I think two of the biggest causes for this kind of praying and ministry are fear and self-reliance. If we keep it short and simple, will God really do it? Maybe if we pray long and hard, we can kind of motivate God to do what we ask. We are afraid to simply say, “Jesus come and do this please,” because what if he doesn’t? The reason that scares us is because we have forgotten that this is all about him, not us. We will end up looking silly if we speak less than fifteen words during our ministry time and nothing happens. But it isn’t supposed to be about how we look. It is supposed to be about what Jesus wants to do.

And so we buy into the idea that a longer, better-sounding prayer is in fact a better prayer. Because that gives us a measure of control. We start to believe we can make it happen if only we pray correctly. We want to believe that we can do something to make God show up. Because doing something is easier than waiting quietly in faith.
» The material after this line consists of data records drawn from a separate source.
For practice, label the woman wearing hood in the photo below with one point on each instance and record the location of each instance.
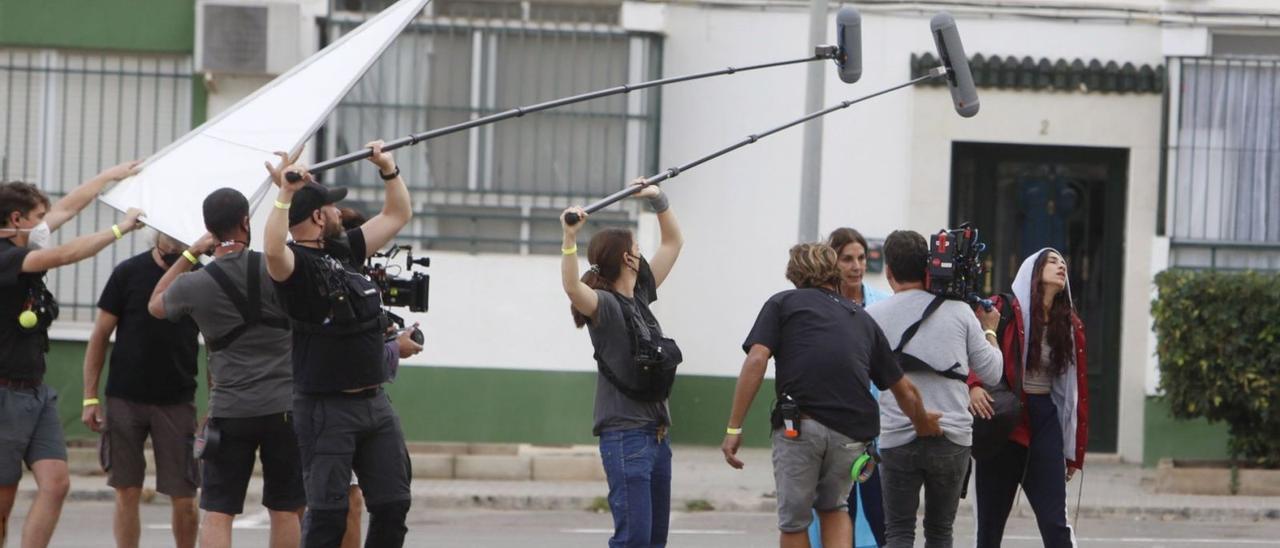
(1043, 346)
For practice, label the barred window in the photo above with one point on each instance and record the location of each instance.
(499, 187)
(67, 115)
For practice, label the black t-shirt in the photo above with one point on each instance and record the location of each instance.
(827, 350)
(152, 360)
(22, 351)
(334, 361)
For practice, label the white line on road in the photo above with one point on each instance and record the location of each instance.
(1148, 540)
(673, 531)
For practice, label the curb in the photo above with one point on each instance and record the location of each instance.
(727, 505)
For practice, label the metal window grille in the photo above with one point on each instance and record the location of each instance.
(499, 188)
(1223, 163)
(67, 115)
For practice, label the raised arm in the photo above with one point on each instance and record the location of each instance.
(397, 209)
(664, 259)
(581, 296)
(83, 195)
(80, 249)
(279, 256)
(744, 393)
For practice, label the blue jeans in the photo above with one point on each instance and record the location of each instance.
(638, 466)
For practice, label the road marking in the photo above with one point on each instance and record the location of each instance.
(673, 531)
(254, 521)
(1148, 540)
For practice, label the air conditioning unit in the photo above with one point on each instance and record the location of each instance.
(247, 37)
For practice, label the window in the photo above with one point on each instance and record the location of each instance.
(67, 115)
(499, 187)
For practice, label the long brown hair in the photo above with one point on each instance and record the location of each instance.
(1057, 329)
(606, 254)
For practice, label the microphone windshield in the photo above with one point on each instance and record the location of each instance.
(849, 39)
(964, 95)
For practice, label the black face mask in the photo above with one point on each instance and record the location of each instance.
(169, 259)
(338, 246)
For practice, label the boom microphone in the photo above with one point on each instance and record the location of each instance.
(849, 40)
(951, 51)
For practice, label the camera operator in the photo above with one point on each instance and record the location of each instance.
(343, 418)
(28, 407)
(946, 338)
(827, 351)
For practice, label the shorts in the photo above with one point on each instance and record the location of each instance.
(812, 473)
(229, 465)
(31, 430)
(172, 429)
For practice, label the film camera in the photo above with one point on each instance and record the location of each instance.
(401, 286)
(955, 265)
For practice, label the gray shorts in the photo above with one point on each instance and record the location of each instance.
(170, 428)
(812, 473)
(31, 430)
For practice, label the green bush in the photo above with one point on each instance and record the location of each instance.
(1219, 356)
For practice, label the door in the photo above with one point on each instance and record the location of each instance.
(1024, 197)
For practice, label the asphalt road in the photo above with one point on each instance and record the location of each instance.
(88, 524)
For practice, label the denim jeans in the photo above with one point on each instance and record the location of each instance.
(938, 466)
(638, 466)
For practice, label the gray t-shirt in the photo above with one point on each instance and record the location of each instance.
(254, 375)
(951, 334)
(612, 342)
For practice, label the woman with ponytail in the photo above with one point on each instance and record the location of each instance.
(635, 362)
(1043, 346)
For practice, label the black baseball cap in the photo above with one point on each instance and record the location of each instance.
(311, 197)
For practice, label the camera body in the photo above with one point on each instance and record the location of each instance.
(955, 266)
(401, 286)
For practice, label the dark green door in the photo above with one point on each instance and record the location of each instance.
(1027, 197)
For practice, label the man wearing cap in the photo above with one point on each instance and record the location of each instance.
(343, 420)
(250, 374)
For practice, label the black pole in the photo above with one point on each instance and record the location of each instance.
(821, 53)
(571, 218)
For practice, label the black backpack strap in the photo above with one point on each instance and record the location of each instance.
(910, 332)
(250, 307)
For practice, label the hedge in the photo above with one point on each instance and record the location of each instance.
(1217, 339)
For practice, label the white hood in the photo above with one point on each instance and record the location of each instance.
(1065, 391)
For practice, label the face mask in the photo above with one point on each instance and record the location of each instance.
(338, 246)
(40, 237)
(169, 259)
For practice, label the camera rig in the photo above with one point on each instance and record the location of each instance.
(955, 265)
(401, 286)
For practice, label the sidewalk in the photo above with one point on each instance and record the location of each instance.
(700, 478)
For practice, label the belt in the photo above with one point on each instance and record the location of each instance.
(18, 384)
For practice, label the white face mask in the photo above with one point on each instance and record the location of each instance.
(40, 237)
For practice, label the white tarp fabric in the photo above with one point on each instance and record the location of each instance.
(229, 150)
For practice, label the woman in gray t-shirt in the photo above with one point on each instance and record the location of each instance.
(612, 301)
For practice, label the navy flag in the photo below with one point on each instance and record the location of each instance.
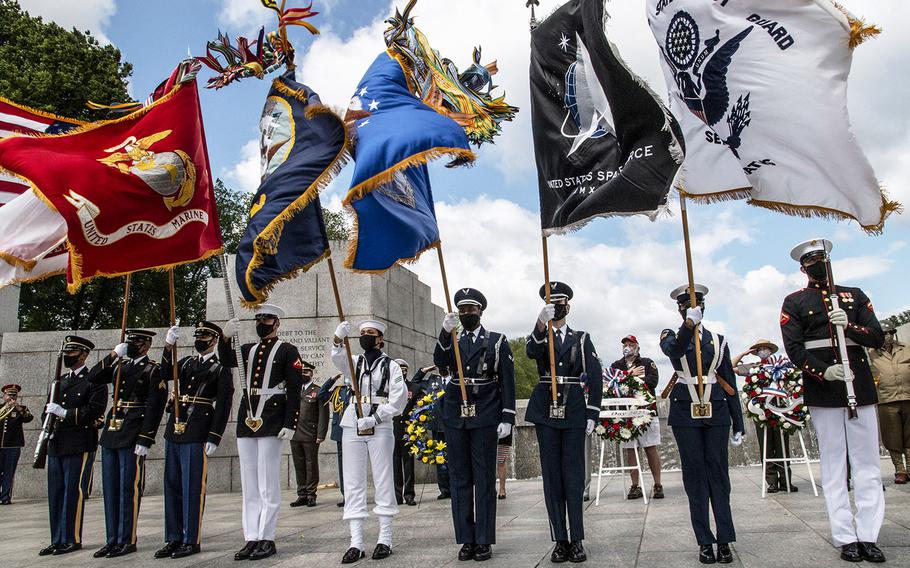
(605, 144)
(303, 145)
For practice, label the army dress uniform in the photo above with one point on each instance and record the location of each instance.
(133, 422)
(702, 442)
(71, 450)
(12, 438)
(810, 341)
(489, 375)
(206, 393)
(562, 440)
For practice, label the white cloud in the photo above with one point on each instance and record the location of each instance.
(91, 15)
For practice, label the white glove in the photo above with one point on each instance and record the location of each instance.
(343, 330)
(694, 314)
(449, 322)
(230, 327)
(55, 409)
(546, 313)
(838, 317)
(120, 350)
(834, 373)
(366, 423)
(173, 334)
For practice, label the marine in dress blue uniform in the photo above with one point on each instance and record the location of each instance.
(702, 441)
(79, 409)
(128, 433)
(489, 374)
(206, 393)
(561, 433)
(12, 416)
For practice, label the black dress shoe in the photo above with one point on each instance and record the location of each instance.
(560, 552)
(724, 555)
(577, 552)
(67, 548)
(264, 549)
(483, 552)
(381, 551)
(870, 552)
(168, 549)
(248, 548)
(121, 550)
(850, 552)
(352, 555)
(185, 550)
(706, 554)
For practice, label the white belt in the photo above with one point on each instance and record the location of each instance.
(823, 343)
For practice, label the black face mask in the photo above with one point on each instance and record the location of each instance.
(263, 329)
(368, 342)
(469, 321)
(818, 272)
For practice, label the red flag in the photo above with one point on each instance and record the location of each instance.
(136, 192)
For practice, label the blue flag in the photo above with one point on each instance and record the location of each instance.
(303, 146)
(390, 195)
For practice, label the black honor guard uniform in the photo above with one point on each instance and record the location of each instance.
(808, 322)
(472, 427)
(128, 433)
(78, 412)
(205, 392)
(702, 426)
(562, 426)
(12, 416)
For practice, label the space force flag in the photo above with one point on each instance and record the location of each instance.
(135, 192)
(604, 143)
(760, 89)
(303, 146)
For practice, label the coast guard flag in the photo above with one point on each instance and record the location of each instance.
(302, 145)
(604, 143)
(760, 88)
(390, 192)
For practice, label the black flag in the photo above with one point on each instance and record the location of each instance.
(605, 144)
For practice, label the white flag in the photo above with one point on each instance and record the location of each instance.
(760, 90)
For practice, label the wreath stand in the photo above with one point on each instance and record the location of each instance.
(765, 460)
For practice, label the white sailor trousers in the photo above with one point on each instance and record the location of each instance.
(260, 461)
(840, 439)
(356, 451)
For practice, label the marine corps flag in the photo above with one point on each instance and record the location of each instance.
(303, 146)
(760, 89)
(135, 192)
(604, 143)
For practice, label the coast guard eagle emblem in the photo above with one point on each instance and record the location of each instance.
(701, 77)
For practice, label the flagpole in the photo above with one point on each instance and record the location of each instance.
(115, 423)
(445, 288)
(355, 381)
(692, 300)
(550, 343)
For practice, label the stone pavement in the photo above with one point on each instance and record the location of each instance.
(781, 531)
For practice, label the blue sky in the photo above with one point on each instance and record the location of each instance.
(622, 270)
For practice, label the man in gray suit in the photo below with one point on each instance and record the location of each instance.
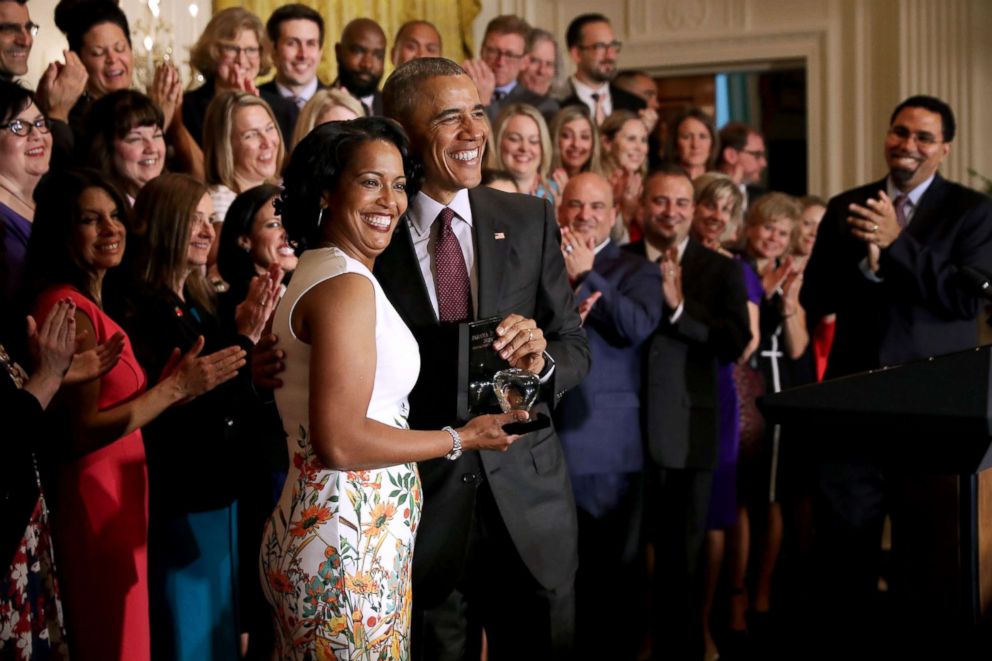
(496, 547)
(503, 56)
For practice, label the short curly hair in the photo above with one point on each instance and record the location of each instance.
(316, 166)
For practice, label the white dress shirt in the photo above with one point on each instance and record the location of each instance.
(585, 92)
(653, 255)
(304, 95)
(421, 214)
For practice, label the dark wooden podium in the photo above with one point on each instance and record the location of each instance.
(932, 416)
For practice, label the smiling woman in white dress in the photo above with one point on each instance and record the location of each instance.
(336, 553)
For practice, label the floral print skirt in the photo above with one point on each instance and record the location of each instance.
(30, 611)
(336, 559)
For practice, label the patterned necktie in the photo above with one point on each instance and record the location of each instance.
(900, 205)
(599, 112)
(454, 294)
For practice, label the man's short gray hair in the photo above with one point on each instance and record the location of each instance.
(399, 94)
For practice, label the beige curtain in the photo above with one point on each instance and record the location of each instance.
(453, 18)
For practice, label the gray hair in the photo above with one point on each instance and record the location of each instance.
(399, 94)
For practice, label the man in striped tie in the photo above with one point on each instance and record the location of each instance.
(496, 547)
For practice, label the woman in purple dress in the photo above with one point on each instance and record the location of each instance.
(716, 221)
(25, 150)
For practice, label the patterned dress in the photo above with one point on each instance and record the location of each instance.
(336, 553)
(31, 626)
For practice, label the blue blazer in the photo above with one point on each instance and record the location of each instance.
(599, 421)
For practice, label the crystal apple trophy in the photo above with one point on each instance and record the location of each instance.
(516, 389)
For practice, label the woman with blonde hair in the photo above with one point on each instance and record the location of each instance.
(574, 144)
(784, 338)
(625, 162)
(719, 211)
(693, 142)
(244, 150)
(326, 105)
(229, 56)
(716, 223)
(522, 147)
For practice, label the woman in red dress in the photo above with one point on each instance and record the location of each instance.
(100, 509)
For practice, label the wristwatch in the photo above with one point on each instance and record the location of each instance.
(456, 444)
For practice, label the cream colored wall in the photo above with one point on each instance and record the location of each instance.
(862, 57)
(180, 30)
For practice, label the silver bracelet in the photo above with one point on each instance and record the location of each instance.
(456, 444)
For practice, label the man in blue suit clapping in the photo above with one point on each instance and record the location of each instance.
(599, 422)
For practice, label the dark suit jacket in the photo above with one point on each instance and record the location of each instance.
(522, 273)
(287, 117)
(681, 397)
(196, 102)
(546, 105)
(622, 99)
(922, 307)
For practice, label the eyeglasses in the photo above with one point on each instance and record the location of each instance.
(234, 51)
(22, 127)
(14, 29)
(491, 53)
(924, 138)
(601, 47)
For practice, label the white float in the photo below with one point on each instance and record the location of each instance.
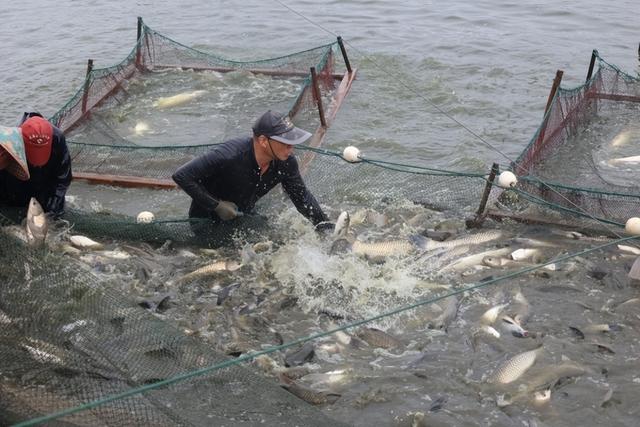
(633, 226)
(145, 217)
(507, 179)
(351, 154)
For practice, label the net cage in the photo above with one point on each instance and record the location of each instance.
(578, 169)
(70, 337)
(165, 103)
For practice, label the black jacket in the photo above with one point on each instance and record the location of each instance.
(47, 183)
(230, 172)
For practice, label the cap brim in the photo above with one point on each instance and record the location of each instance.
(293, 137)
(11, 142)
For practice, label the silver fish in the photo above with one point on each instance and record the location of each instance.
(491, 315)
(213, 268)
(342, 225)
(471, 239)
(513, 368)
(307, 394)
(377, 338)
(475, 259)
(514, 328)
(502, 262)
(37, 224)
(448, 314)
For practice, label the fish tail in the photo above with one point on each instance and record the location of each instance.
(420, 241)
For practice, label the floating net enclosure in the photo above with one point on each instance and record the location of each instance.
(580, 167)
(136, 122)
(69, 339)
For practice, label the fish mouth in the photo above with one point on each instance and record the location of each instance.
(340, 246)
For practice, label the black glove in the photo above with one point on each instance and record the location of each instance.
(227, 210)
(325, 227)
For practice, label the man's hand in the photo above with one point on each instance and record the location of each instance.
(325, 227)
(226, 210)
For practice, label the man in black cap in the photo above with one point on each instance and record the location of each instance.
(228, 180)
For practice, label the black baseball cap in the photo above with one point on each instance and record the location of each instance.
(280, 128)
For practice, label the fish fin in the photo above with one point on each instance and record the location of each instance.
(419, 240)
(634, 273)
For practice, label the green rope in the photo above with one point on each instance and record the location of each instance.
(247, 357)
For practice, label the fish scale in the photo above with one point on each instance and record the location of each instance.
(515, 367)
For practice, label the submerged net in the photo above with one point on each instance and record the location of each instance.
(165, 103)
(580, 168)
(70, 337)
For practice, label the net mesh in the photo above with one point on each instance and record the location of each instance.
(70, 337)
(165, 103)
(578, 168)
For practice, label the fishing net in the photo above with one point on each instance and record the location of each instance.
(68, 338)
(580, 167)
(71, 337)
(166, 103)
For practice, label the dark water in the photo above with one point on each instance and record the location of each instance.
(487, 64)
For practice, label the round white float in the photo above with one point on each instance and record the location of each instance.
(145, 217)
(351, 154)
(507, 179)
(633, 226)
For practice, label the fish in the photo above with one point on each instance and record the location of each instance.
(509, 324)
(520, 308)
(342, 225)
(629, 249)
(377, 338)
(595, 329)
(631, 160)
(43, 352)
(179, 99)
(634, 271)
(471, 239)
(448, 314)
(622, 138)
(491, 315)
(37, 224)
(500, 262)
(213, 268)
(515, 367)
(307, 394)
(141, 128)
(300, 356)
(84, 242)
(530, 254)
(379, 251)
(475, 259)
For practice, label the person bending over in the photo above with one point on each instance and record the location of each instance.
(228, 180)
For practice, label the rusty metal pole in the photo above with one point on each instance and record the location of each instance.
(344, 54)
(594, 55)
(139, 34)
(554, 89)
(85, 95)
(479, 217)
(317, 96)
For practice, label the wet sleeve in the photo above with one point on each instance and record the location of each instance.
(190, 178)
(60, 179)
(301, 197)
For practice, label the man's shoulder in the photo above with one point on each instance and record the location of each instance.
(234, 147)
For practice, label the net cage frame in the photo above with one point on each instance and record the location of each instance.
(568, 112)
(150, 54)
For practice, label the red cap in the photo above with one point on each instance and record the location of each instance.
(37, 134)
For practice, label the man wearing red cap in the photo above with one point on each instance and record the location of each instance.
(34, 162)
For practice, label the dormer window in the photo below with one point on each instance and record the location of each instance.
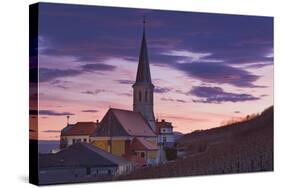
(146, 97)
(140, 96)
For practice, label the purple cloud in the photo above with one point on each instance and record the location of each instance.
(130, 82)
(219, 73)
(218, 95)
(48, 74)
(49, 113)
(158, 89)
(91, 111)
(95, 92)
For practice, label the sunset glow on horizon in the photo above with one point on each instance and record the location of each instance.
(206, 68)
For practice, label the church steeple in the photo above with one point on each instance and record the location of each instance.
(143, 87)
(143, 74)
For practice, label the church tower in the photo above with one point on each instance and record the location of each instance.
(143, 87)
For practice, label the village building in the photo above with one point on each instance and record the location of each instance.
(81, 162)
(131, 134)
(164, 130)
(126, 133)
(75, 133)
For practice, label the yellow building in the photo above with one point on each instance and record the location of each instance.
(127, 134)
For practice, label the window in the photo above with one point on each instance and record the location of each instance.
(140, 96)
(88, 171)
(146, 96)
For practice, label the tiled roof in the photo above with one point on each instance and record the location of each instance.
(133, 123)
(140, 143)
(80, 154)
(80, 128)
(119, 122)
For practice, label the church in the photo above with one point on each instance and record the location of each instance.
(133, 135)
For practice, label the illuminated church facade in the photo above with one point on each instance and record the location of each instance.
(134, 134)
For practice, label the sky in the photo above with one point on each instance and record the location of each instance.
(207, 69)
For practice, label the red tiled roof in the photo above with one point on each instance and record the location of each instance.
(140, 143)
(133, 122)
(162, 124)
(80, 128)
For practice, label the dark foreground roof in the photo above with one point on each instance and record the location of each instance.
(80, 128)
(119, 122)
(80, 155)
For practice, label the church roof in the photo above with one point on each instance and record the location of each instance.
(143, 72)
(78, 129)
(80, 155)
(141, 143)
(119, 122)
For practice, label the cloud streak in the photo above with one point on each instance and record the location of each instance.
(217, 95)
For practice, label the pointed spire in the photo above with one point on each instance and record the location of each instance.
(143, 73)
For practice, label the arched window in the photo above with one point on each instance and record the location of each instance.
(140, 96)
(146, 96)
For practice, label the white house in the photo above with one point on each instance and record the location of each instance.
(165, 133)
(80, 162)
(76, 133)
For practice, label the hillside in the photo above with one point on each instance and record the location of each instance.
(240, 147)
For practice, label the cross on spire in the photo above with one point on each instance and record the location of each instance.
(143, 72)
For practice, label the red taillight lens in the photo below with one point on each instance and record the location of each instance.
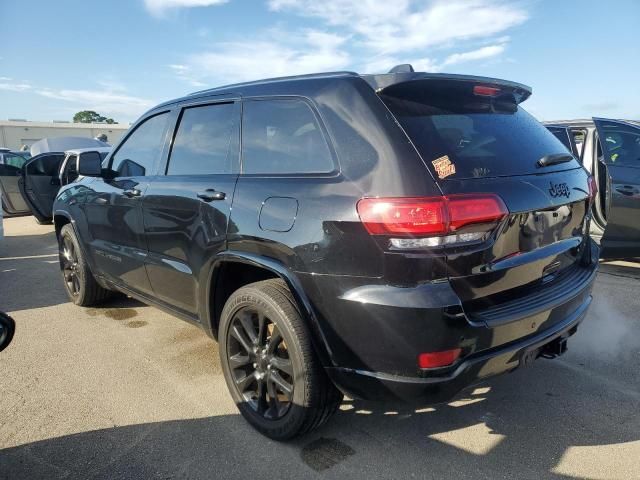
(485, 91)
(593, 187)
(402, 216)
(470, 209)
(415, 217)
(438, 359)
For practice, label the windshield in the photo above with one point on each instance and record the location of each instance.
(471, 137)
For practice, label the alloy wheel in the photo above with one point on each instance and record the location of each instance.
(259, 361)
(70, 268)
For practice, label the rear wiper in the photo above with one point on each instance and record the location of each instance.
(554, 159)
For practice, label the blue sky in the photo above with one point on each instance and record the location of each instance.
(123, 56)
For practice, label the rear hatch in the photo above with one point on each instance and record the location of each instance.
(475, 138)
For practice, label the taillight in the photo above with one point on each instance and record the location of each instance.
(438, 359)
(428, 222)
(593, 187)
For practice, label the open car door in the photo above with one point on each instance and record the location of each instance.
(10, 172)
(618, 165)
(40, 183)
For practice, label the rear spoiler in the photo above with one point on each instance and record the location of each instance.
(383, 83)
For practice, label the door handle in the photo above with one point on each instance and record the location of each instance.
(209, 195)
(627, 190)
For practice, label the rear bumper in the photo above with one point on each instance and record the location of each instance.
(475, 368)
(375, 333)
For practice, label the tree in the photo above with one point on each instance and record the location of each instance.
(89, 116)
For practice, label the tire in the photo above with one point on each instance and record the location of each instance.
(259, 366)
(80, 285)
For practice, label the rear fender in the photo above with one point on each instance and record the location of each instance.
(279, 270)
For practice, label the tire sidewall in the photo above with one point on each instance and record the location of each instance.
(291, 422)
(67, 231)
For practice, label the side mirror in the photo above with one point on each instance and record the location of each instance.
(7, 328)
(90, 164)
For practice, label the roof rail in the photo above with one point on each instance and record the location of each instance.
(402, 68)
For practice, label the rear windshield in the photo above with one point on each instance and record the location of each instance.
(466, 136)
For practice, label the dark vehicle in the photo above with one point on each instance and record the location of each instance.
(610, 150)
(7, 329)
(10, 166)
(44, 174)
(397, 236)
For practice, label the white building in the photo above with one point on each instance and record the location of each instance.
(16, 133)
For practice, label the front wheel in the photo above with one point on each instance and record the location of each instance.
(269, 364)
(82, 289)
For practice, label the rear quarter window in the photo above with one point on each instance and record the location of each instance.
(283, 136)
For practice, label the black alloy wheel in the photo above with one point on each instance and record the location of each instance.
(70, 266)
(260, 364)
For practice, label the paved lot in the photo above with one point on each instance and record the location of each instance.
(126, 391)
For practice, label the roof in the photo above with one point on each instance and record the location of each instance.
(62, 144)
(78, 151)
(376, 81)
(25, 123)
(586, 122)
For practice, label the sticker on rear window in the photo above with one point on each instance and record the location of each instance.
(443, 166)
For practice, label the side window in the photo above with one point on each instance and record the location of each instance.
(140, 151)
(70, 172)
(620, 144)
(14, 160)
(205, 141)
(282, 136)
(46, 165)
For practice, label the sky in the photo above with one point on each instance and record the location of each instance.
(122, 57)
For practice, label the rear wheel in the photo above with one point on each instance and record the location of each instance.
(80, 285)
(269, 364)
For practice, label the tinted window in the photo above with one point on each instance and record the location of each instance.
(281, 137)
(14, 160)
(47, 165)
(204, 140)
(467, 136)
(561, 134)
(620, 143)
(70, 172)
(139, 152)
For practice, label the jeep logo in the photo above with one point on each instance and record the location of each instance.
(559, 190)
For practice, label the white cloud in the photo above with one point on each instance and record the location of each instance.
(8, 85)
(479, 54)
(410, 25)
(366, 35)
(278, 54)
(158, 7)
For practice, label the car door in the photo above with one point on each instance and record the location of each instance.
(186, 210)
(10, 171)
(620, 161)
(113, 208)
(40, 183)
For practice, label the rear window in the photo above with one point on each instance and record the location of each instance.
(465, 136)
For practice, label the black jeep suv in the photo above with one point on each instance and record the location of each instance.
(401, 235)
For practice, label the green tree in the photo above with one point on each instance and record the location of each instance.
(89, 116)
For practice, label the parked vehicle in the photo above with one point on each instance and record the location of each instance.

Most of the people I know who pray and do ministry with heaps of empty words are good-hearted people. I believe that many of them have a much closer relationship with Jesus than their prayers would lead you to suspect. But I think they are sincerely misled in this matter. Maybe you have been too. It isn’t complicated. Jesus made it quite clear in his teachings and in his examples: Keep it short and simple and trust God to do what you are asking.